Green hydrogen Jobs the future It can provide a link between growing and sustainable electricity generation. Hydrogen is commonly produced from methane which releases greenhouse gases into the atmosphere, contributing to climate change.
This is known as grey or brown hydrogen. Generation of green hydrogen jobs aims to remove greenhouse gas emissions from hydrogen production by manufacturing it using electrolysis powered by renewable energy.
The International Energy Agency (IEA) calculates that hydrogen demand has tripled since the 1970s, and continued growth is forecast.
Hydrogen and energy have a long shared history – powering the first internal combustion engines over 200 years ago to becoming an integral part of the modern refining industry.
It is light, storable, energy-dense, and produces no direct emissions of pollutants or greenhouse gases. But hydrogen must be adopted in almost completely absent sectors, such as transport, buildings, and power generation, to significantly contribute to clean energy transitions.
The Future of Green Hydrogen Jobs provides an extensive and independent survey of hydrogen that lays out where things stand.
Now, how can hydrogen help achieve a clean, secure, affordable energy future, and how can we realize its potential?
• Future of Green Hydrogen
• Demand Of Hydrogen
• Growing Support
• Hydrogen Production
• Keeping an eye on costs
Demand For Green Hydrogen Jobs:
Supplying hydrogen to industrial users is now a major business worldwide.
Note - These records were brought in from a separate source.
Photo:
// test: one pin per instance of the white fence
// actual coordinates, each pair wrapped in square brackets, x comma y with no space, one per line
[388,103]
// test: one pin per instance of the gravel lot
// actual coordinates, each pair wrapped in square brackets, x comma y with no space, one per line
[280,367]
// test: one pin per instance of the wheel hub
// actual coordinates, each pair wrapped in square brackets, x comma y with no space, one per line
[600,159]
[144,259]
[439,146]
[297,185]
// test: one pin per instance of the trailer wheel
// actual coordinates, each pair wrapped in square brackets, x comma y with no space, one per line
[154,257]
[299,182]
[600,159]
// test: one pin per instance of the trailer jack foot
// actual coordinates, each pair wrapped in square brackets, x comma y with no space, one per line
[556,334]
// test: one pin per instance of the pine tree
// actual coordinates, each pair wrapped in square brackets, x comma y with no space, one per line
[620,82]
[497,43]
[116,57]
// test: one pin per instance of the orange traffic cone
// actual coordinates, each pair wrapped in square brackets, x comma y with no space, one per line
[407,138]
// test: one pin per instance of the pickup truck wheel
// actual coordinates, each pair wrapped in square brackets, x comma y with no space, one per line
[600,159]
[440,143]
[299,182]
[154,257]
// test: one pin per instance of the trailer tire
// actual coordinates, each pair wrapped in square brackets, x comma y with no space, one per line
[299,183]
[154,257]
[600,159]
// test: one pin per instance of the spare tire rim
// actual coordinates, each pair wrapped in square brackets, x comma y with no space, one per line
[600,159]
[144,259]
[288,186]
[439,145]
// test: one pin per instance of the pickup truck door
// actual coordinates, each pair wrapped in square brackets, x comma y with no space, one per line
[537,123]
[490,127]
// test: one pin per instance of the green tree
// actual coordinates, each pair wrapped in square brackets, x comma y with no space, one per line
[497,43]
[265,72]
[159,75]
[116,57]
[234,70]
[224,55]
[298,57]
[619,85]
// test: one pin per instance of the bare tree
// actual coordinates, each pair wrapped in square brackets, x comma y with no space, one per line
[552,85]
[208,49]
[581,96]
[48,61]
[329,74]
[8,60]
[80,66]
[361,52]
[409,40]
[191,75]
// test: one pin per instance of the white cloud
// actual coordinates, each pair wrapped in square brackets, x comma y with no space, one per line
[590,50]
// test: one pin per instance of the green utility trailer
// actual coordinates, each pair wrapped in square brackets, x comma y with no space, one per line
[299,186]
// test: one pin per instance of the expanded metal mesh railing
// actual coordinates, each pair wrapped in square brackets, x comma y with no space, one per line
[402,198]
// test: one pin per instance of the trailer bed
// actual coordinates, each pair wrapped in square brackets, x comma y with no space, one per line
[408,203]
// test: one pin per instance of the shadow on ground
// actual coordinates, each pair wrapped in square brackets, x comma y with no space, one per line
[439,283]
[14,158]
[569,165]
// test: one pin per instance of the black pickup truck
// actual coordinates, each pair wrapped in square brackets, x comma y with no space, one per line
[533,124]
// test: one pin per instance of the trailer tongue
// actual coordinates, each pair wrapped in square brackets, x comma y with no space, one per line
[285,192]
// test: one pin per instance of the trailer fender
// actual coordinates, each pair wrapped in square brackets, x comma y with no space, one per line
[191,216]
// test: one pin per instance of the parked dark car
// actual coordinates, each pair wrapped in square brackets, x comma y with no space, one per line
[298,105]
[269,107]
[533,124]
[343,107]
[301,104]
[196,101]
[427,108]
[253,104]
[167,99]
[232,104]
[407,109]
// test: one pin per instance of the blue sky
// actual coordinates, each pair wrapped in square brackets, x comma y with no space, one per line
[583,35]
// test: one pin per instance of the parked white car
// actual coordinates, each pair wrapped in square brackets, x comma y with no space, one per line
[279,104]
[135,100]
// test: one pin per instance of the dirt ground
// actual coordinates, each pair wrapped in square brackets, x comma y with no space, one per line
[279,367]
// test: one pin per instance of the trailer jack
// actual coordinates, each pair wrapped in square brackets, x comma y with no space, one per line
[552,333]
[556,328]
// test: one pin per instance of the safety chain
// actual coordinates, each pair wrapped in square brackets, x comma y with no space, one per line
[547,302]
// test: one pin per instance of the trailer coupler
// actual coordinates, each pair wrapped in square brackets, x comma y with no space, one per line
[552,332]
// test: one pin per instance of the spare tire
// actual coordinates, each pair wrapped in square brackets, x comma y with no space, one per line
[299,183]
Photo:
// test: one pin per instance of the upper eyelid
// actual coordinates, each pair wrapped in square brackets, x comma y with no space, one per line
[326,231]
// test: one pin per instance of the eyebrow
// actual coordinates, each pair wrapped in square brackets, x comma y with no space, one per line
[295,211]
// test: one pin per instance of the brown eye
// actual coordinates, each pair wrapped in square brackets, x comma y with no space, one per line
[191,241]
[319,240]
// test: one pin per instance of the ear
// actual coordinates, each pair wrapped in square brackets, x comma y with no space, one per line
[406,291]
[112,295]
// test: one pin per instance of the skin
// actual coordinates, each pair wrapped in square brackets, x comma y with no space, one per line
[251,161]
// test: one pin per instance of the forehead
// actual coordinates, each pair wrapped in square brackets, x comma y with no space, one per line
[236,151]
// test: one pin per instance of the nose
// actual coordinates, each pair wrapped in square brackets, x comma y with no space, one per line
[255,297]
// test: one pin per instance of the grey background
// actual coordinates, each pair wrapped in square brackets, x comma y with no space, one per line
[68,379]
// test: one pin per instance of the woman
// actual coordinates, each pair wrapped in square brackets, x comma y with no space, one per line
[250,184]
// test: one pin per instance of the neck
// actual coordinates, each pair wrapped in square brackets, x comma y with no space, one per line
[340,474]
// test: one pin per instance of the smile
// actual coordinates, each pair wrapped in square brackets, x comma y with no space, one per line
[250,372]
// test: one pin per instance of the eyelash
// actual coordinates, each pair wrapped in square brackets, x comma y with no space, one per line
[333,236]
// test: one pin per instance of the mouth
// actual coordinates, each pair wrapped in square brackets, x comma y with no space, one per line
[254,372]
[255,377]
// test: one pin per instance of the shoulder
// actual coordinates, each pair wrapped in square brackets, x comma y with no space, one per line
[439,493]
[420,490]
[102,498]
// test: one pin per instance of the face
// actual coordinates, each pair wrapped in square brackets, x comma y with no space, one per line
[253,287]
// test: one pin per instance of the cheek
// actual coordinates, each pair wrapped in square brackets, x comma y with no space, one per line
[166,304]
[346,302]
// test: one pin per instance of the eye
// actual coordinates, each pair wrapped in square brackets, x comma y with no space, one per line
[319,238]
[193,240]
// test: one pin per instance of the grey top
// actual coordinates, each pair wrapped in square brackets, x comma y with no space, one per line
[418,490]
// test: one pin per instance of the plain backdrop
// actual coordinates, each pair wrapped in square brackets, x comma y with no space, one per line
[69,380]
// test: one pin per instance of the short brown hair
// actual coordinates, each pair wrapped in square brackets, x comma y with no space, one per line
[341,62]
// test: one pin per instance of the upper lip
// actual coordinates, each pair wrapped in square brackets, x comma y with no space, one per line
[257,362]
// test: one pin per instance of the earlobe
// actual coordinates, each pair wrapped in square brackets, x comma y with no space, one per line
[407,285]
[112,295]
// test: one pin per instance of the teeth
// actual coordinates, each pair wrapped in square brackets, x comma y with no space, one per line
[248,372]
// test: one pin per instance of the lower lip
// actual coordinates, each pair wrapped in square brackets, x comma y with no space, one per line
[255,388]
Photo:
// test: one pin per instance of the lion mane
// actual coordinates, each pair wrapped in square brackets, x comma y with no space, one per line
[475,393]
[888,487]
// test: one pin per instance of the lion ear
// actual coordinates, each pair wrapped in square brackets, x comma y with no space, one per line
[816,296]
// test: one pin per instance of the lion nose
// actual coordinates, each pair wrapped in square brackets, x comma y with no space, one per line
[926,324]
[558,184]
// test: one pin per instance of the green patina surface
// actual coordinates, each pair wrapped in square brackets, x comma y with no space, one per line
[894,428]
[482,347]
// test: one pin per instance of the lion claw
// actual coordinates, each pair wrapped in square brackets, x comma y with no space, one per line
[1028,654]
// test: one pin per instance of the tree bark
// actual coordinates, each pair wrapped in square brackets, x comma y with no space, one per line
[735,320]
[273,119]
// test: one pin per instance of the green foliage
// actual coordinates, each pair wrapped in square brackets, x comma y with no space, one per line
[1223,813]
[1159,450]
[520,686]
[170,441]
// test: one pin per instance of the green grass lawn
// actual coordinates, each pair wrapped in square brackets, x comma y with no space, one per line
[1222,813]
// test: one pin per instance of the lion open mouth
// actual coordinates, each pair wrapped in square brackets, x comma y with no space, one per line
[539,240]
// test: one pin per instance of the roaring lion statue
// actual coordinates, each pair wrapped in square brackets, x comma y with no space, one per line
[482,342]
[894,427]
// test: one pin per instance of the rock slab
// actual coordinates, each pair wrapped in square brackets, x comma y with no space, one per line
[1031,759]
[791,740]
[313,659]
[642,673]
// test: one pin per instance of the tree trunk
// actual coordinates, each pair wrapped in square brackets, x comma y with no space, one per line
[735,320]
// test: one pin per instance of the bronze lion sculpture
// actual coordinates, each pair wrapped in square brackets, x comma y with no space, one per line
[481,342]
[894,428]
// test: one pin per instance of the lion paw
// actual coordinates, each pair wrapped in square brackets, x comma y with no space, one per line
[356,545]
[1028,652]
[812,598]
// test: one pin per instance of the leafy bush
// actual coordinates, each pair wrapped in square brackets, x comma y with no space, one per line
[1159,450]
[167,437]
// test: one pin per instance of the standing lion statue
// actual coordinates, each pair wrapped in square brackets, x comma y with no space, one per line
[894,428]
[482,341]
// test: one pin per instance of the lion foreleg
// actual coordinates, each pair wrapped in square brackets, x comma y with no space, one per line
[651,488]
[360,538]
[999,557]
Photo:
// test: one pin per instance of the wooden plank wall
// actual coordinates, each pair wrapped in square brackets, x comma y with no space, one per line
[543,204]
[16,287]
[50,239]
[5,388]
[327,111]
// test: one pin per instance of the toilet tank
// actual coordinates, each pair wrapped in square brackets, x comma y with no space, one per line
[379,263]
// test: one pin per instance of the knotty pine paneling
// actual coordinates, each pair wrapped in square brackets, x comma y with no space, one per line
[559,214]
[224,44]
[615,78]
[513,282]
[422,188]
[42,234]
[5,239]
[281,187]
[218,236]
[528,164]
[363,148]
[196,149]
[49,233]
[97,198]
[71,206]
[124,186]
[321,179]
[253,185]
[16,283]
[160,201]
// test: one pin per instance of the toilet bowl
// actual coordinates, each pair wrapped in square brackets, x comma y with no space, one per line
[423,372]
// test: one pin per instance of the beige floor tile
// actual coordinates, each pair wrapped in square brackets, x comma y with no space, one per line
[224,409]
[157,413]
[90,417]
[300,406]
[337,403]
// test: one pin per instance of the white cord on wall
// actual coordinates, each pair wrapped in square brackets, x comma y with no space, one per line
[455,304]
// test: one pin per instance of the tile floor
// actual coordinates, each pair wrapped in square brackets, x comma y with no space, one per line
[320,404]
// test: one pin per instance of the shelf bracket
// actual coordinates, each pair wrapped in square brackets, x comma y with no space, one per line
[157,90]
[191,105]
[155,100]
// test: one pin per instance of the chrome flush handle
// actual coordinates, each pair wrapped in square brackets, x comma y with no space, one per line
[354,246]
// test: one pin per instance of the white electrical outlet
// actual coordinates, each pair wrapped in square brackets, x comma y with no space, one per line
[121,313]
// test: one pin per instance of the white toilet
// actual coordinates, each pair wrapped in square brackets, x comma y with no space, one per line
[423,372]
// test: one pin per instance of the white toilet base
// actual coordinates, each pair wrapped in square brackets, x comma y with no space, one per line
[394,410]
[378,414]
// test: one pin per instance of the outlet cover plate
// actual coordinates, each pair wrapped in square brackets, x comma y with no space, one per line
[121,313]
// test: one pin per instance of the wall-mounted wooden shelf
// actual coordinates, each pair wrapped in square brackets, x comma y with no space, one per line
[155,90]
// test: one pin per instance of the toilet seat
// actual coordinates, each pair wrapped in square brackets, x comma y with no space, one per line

Demand for hydrogen, which has grown more than threefold since 1975, continues to rise – almost entirely supplied from fossil fuels, with 6% of global natural gas and 2% of global coal going to hydrogen production.
Growing Support:
The number of countries with policies that directly support investment in Green hydrogen Jobs for technologies is increasing, along with the number of sectors they target.
There are targets, mandates, and policy incentives in place today that direct support Green hydrogen Jobs, with the majority, focused on transport.
Hydrogen Production:
Hydrogen can be extracted from fossil fuels and biomass, water, or a mix of both.
Natural gas is currently the primary source of Green hydrogen Jobs for production, accounting for around three-quarters of the annual global dedicated hydrogen production of around 70 million tonnes. This accounts for about 6% of global natural gas use.
The production cost of hydrogen from natural gas is influenced by various technical and economic factors, with gas prices and capital expenditures being the most important.
Fuel costs are the largest component, accounting for between 45% and 75% of production costs.
While less than 0.1% of global dedicated hydrogen production today comes from water electrolysis, with declining costs for renewable electricity, particularly from solar PV and wind, there is growing interest in electrolytic hydrogen.
Keeping an eye on costs: Dedicated electricity generation from renewables or nuclear power offers an alternative to using grid electricity for hydrogen production.
Conclusion
Green hydrogen is still expensive today, and the business case requires large quantities of cheap renewable energy to be available for production via electrolysis.